ST. LOUIS — New numbers out this week on the social needs of Missourians paint a bleak picture of a state hurting from the national economic downturn.
A monthly report from the Missouri Department of Social Services said that nearly 1 million Missourians — 1 in 6 people in the state — needed federal aid last month to keep food on the table. That's the highest count ever, the St. Louis Post-Dispatch reported in Thursday's edition.
The number of people in the state receiving welfare also rose in January, for the seventh-straight month, the longest sustained increase in years, the report said.
It also said the state's health insurance rolls grew for the fifth month in a row.
"People are in need," department spokeswoman Arleasha Mays said. "There's no doubt about it."
Nearly 996,000 people used the food stamp program run by the state and paid for by the federal government. That figure was up almost 14 percent from a year ago, when roughly 876,000 claimed food stamps. The new count is more than twice as many as the 2001 monthly average of 440,000.
In January, the average household received $238 in monthly benefits to support children, the disabled or working single adults.
"I only cook for myself once a day because it's too expensive," said Maggie Perez, 57, a woman with diabetes who gets by on $107 a month in food stamps, Social Security disability payments and meals at soup kitchens.
The increase in Missouri's food stamp usage mirrors a national trend. More than 31 million Americans use food stamps, nearly twice as many as in 2001.
"In the short run, during a recession, this is reality," said Jim Weill, president of the Food Research and Action Center, a national nonprofit group focused on hunger and malnutrition. "Those numbers will continue to go up for several more months. Hopefully, it's not years."
Missouri is one of the first states to see a steady increase in its welfare rolls during the current economic downturn. Temporary Assistance for Needy Families pays small amounts of cash aid to the working poor, people who live below the federal poverty limit.
The state's welfare rolls had mostly fallen since the mid-1990s because of requirements that aid recipients find work or job training, combined with a growing economy in the last decade.
That decline continued until this summer. In June, about 100,000 people claimed benefits.

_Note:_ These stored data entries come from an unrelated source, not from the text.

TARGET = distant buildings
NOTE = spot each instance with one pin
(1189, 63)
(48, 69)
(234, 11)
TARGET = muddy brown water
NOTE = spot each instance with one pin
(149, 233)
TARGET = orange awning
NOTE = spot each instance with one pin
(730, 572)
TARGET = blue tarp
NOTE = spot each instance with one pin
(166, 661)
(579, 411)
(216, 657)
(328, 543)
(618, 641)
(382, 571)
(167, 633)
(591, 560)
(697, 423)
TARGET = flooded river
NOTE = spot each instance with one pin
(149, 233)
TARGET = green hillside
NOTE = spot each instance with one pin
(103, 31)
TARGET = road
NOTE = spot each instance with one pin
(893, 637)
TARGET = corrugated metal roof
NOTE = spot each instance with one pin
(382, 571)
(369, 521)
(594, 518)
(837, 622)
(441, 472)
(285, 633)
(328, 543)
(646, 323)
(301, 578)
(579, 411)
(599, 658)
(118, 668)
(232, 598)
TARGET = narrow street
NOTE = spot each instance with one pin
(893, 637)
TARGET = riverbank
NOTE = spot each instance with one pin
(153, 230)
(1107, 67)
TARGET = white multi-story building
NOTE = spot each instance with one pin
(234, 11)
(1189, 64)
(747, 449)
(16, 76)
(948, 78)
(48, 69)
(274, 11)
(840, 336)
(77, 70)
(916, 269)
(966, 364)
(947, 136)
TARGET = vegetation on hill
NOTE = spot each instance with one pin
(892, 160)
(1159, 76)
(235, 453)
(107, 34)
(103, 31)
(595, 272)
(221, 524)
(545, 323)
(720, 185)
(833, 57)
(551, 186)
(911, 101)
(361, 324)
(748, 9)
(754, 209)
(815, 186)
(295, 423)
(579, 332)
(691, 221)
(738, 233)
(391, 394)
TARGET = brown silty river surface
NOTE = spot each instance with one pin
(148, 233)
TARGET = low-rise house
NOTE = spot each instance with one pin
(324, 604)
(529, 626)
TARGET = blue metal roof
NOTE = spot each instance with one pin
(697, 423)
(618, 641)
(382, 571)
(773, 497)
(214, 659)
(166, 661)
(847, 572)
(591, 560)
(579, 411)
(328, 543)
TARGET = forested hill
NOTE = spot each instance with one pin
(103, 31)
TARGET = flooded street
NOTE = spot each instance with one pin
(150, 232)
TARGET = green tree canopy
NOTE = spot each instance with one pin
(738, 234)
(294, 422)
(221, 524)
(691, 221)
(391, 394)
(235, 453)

The figure rose to more than 106,000 people in January.
Also, since September, participation in the state's health programs for the poor, young, old and people with disabilities has increased after several years of gradual and regular declines. In January, more than 842,000 people received state medical coverage.
All of those indicators are expected to increase as the economy continues to falter, said Bob Quinn, executive director of the Missouri Association for Social Welfare.
"The time comes when you've gone through all your savings, you've borrowed as much money as you can, you're out of work, and you need help," Quinn said. "That's what we're seeing now."
Spokesmen for both Democratic Gov. Jay Nixon and Republican Speaker of the Missouri House Ron Richard said job creation was the answer to the rising need for government assistance.
The stimulus package passed by Congress and signed by President Barack Obama pays for an increase in food stamp benefits in April and relaxes restrictions on benefits to unemployed adults without children. Extra money is also slated for states to handle emergency Temporary Assistance program funding and to shore up Medicaid programs.
With the state facing tough budget times, Nixon spokesman Scott Holste said, the stimulus this month would be crucial to filling gaps.